The ‘Achromatic’ objectives (abbreviated as ‘Achro’ or ‘Achromat’ on the body of the objective) are the most widely used in microscopy. The correction in these objectives is for an optical phenomenon known as ‘axial chromatic aberration’. This phenomenon occurs as white light passes through a convex lens. As it does so, this results in the splitting of the white light into the component wavelengths of green, blue and red. In optical terms, this split produces coloured fringes around the edge of the image and also causes the viewed image to be blurred. In the achromatic objectives the corrections bring the blue and red wavelengths to approximately the same focal point as the green wavelength.
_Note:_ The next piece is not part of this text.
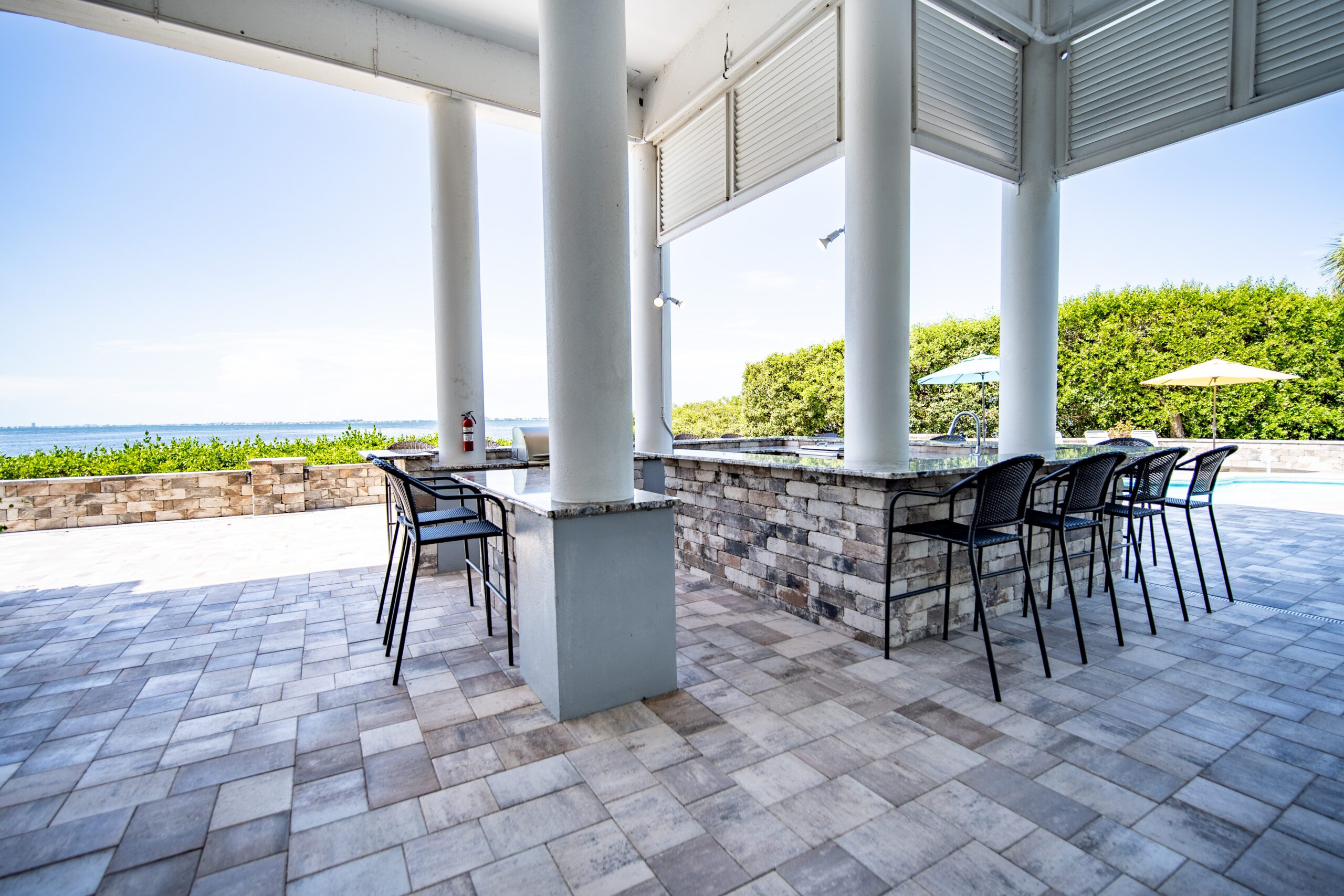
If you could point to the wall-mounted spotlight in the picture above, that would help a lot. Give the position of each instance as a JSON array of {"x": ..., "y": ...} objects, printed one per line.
[{"x": 830, "y": 238}]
The next stage of correction comes with the ‘Plan-Achromatic’ objectives (abbreviated as either ‘Achroplan’ or ‘Plan Achromat’ on the objective). In addition to the correction found in achromatic objectives, the plan-achromatic objectives are corrected for a natural phenomenon known as ‘field curvature’. This anomaly arises when light passes through a curved lens. If using an objective which is not corrected for field curvature, then you would only be able to focus clearly on the edges of the field of view, or the centre of the field of view, but not uniform focus across the whole sample. For routine microscopy, such as checking staining, this isn’t such a problem. Nevertheless, if you would like to capture images to be used for presentations and publications, then a plan-achromatic lens is needed.
Another anomaly which occurs when light is focussed through a curved lens is that of ‘spherical aberration’. This is a similar phenomenon to field curvature- due to the curving of the lens, the resultant parallel light waves which pass through are not focussed on a single point and are instead spread along the horizontal axis. This is where the ‘Semi-Apochromatic, or ‘Fluorite’ objectives come in (abbreviated as ‘Fluor’, ‘Fluar’ or ‘Fl’ on the objective barrel. The name ‘fluorite’ derives from a time when such lenses were made from the calcium fluoride mineral of the same name. This mineral is commercially known as ‘fluorspar’ and although still found in the manufacture of some semi-apochromatic lenses, many are now made from synthetic materials. Semi-apochromatic objectives are corrected for one or two component colours. You may also see the abbreviations ‘Plan FL’ or ‘Plan Fluor’ on the sides of objectives. As well as the correction for spherical aberration, these lenses are also corrected for field curvature.
The utmost level of correction (and indeed, expense) which you are likely to encounter and use comes in the ‘Apochromatic’ objectives (abbreviated as ‘Plan Apochromat’ or ‘Plan Apo’ on the barrel). The ‘plan’ part of the name means they are usually corrected for field curvature. They are also spherically corrected for up to three wavelengths. Furthermore, the apochromatic correction means they are chromatically corrected for the three component wavelengths (red, green and blue) and as a result, these three wavelengths will be focussed to the same focal point.
Author: Martin Wilson